A Mother Who Lost Her Daughter to Mental Illness
"Mourning is not a door that closes with tears,
but a window that must be opened every day"
A Record of Survival, Not Just of Loss
"That day, you left for the place you had longed for. I was left behind in a world without you. (Omitted) We could not ask each other anything. Every word lost its voice, circling in our throats before disappearing. Instead, we beat each other's backs and wailed like animals. My stomach hurt so much it felt like it would burst. A pain like labor. On the day I lost you, that pain returned once again."
Courage to Let You Go tells the story of a mother who lost her seventeen-year-old daughter to mental illness. Unlike the words widow, widower, or orphan, there is no term for this kind of loss; parents who lose a child are left without even a name. The author does not write to organize her pain, but to survive within it. This book is a record of those unbearably sorrowful and anguished days.
On average, 36.1 people end their own lives each day in Korea. With a suicide rate of 28.3 per 100,000 people, Korea ranks first among OECD countries. However, these numbers cannot fully capture the stories of those left behind. The death of one person can completely upend the lives of as few as six or as many as twenty people. Research also shows that the suicide rate among those bereaved by suicide is twenty times higher than that of the general population.
Courage to Let You Go does not follow the typical narrative of overcoming grief among suicide survivors, but instead shows how to coexist with loss. The author writes, "Mourning is not a door that closes with tears, but a window that must be opened every day," and she chooses, day by day, to resent a little less and to live a little more. She connects with others who have experienced the same pain, resumes her studies that had come to a halt, and slowly rebuilds the time that had collapsed. For the author, writing is both healing and action.
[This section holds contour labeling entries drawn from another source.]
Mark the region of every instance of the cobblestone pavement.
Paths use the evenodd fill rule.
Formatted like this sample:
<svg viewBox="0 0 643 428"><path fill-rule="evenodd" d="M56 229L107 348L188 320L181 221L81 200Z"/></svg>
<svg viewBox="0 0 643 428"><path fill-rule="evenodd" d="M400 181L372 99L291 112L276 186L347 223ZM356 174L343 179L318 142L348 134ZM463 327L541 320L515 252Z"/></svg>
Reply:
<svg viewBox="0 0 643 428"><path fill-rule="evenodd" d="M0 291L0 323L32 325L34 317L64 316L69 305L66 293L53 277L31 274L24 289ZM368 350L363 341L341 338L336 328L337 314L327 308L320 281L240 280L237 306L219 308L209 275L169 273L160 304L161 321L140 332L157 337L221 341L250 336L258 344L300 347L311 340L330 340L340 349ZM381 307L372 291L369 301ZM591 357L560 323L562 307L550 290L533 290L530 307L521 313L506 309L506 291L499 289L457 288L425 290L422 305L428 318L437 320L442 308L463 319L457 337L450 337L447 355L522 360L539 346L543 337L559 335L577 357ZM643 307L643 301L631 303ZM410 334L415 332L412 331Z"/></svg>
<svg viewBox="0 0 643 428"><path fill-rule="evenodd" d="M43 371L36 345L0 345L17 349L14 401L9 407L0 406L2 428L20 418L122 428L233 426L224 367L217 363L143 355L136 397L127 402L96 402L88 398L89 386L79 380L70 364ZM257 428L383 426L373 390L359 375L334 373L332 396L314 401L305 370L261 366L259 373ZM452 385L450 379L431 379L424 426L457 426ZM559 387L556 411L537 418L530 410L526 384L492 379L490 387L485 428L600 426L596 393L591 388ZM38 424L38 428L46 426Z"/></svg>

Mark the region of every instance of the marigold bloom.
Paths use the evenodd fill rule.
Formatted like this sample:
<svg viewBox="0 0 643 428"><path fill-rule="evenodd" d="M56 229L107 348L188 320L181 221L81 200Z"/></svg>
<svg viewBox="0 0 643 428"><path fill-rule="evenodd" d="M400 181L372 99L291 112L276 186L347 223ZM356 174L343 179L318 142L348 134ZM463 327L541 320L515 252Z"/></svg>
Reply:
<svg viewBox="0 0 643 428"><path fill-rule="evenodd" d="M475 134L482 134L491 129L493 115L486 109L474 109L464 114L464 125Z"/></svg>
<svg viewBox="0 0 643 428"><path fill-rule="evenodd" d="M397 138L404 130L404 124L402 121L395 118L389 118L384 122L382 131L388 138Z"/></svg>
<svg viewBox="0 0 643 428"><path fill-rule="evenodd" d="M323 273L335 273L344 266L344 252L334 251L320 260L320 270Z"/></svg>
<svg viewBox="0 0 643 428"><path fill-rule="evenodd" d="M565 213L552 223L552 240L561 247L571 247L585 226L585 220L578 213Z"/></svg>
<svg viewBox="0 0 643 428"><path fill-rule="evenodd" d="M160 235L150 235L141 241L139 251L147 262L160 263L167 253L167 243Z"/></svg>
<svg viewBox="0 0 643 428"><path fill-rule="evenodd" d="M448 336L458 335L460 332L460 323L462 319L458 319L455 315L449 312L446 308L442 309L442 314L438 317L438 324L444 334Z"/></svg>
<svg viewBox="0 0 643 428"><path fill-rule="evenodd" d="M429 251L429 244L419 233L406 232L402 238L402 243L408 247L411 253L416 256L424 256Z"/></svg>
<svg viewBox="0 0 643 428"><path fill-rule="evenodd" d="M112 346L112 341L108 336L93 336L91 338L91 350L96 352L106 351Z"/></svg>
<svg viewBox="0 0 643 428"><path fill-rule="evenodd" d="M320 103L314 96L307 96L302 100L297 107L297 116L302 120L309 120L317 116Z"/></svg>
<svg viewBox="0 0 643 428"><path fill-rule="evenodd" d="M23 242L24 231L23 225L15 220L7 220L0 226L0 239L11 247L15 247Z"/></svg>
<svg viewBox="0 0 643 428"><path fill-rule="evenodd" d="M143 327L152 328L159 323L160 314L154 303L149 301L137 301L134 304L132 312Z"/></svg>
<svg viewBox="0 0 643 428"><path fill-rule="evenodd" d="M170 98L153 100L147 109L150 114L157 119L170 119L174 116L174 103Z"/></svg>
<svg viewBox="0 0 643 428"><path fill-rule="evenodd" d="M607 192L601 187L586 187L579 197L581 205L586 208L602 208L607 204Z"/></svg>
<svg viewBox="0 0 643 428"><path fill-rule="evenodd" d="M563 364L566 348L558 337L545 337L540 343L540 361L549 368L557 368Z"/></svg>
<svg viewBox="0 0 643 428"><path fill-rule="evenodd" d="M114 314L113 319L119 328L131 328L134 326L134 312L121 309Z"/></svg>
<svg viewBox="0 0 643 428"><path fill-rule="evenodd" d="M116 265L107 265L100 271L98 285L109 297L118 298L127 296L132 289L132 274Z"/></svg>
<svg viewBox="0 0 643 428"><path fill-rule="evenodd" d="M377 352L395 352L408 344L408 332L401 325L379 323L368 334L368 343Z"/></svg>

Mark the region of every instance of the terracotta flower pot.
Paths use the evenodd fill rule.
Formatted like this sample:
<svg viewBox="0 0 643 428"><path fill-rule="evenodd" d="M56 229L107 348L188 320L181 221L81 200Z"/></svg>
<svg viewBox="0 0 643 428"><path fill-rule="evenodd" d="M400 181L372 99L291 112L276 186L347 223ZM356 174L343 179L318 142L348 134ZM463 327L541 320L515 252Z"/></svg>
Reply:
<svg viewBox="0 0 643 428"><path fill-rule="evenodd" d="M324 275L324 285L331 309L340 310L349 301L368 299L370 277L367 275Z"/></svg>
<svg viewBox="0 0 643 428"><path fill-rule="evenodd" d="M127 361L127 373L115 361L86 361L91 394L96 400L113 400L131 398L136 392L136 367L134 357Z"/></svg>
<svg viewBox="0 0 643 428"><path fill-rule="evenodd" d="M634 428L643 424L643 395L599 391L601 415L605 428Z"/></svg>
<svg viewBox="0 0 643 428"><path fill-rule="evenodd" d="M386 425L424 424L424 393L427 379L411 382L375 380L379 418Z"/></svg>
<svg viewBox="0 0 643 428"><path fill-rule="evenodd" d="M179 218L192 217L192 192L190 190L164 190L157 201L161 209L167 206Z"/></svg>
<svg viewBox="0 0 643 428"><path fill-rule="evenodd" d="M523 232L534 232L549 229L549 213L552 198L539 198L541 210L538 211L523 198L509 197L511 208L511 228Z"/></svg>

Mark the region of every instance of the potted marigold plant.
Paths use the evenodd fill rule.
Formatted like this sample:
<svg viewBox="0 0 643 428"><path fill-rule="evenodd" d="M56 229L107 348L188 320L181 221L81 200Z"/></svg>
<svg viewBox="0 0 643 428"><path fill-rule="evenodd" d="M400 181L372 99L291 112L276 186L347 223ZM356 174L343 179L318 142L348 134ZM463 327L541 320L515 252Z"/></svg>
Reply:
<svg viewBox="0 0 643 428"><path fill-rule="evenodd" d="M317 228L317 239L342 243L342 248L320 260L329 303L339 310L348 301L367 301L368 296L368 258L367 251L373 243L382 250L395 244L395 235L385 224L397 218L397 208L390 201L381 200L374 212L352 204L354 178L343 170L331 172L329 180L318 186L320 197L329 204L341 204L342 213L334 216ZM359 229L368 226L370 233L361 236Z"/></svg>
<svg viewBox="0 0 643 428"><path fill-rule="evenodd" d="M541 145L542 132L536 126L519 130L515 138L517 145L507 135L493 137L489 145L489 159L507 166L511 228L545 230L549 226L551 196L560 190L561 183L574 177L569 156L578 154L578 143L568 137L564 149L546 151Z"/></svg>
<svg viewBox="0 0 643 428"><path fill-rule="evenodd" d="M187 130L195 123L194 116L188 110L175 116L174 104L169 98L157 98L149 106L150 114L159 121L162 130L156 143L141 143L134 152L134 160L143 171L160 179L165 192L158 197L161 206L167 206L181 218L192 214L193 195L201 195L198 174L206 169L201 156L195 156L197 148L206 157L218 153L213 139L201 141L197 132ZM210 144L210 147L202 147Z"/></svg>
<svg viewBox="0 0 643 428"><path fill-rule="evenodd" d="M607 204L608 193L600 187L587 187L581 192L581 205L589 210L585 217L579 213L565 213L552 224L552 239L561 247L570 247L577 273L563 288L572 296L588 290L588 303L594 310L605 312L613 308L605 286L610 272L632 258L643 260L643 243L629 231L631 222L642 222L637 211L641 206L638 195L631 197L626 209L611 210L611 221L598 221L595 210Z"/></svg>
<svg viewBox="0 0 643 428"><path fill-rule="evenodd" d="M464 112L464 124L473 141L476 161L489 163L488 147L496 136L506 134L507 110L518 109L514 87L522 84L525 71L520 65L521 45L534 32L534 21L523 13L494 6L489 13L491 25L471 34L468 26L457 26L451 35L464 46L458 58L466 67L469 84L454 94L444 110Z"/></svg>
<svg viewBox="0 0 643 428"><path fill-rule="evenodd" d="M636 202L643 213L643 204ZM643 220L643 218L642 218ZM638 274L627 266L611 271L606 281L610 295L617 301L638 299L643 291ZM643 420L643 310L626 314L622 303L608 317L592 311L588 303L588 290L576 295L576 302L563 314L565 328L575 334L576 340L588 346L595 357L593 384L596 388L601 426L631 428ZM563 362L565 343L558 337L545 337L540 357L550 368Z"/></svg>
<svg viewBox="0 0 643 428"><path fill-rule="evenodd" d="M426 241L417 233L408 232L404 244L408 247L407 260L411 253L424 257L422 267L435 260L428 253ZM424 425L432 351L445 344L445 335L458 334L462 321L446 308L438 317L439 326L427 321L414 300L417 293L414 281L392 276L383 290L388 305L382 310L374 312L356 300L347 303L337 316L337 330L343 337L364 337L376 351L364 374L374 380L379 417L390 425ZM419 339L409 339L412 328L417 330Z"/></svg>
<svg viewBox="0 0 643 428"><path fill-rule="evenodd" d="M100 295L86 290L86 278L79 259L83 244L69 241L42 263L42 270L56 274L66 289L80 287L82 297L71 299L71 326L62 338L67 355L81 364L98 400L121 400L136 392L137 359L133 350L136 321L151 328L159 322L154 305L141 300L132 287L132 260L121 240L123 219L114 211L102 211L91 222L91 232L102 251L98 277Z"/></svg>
Though sorrow does not disappear, the underlying faith in a faint light within the darkness permeates her words.
The author's confession reaches beyond despair to address society as a whole. The question is not "Why didn't we know?" but "Why is it a structure that makes us unable to see?" The reality of waiting months for a psychiatric appointment, waiting rooms filled with children in school uniforms, and the voices of parents saying, "I never thought my child would do that," all reveal the true face of our society. She says: Even when raised with love, a child may still leave. Perhaps that is true. The author painfully reminds us that youth suicide is not just a family tragedy, but a structural failure of society as a whole.
The author shifts her gaze from the past to the present. More than 100,000 children under the age of ten have received psychiatric treatment, and the youth suicide rate continues to reach record highs every year. "For the children of this land, life was a survival game where being pushed out meant their very existence was denied." Perhaps this sentence is both a desperate plea and an appeal. She urges us not to dismiss the suffering of children as a personal issue and to acknowledge that neither adults nor society were prepared to reach out to them when needed.
The author asks, "If we must cover happiness in order to erase pain, what then can fill our lives?" She remembers the seventeen years of raising her daughter as "a time like a gift." What remains in the place of loss is not regret, but love. "Time ultimately takes all lives to their end. At that end, emptiness awaits, but love continues beyond it."
Courage to Let You Go, both a record of despair and a social question, exposes the silence and prejudice imposed on those bereaved by suicide.
Living while carrying loss is a sorrow that can never truly be resolved. To all who must go on living after losing a loved one, the author says: "Grief does not end. But love continues beyond it. And that love is our courage to live."
Courage to Let You Go is the story of one mother, but also the story of our entire society. It shows that one person's pain can become our own, and that some pain can lead to even greater love. This book contains a voice that only those who have endured can produce-language that blooms at the edge of loss. And that voice, even today, holds on desperately to someone's life.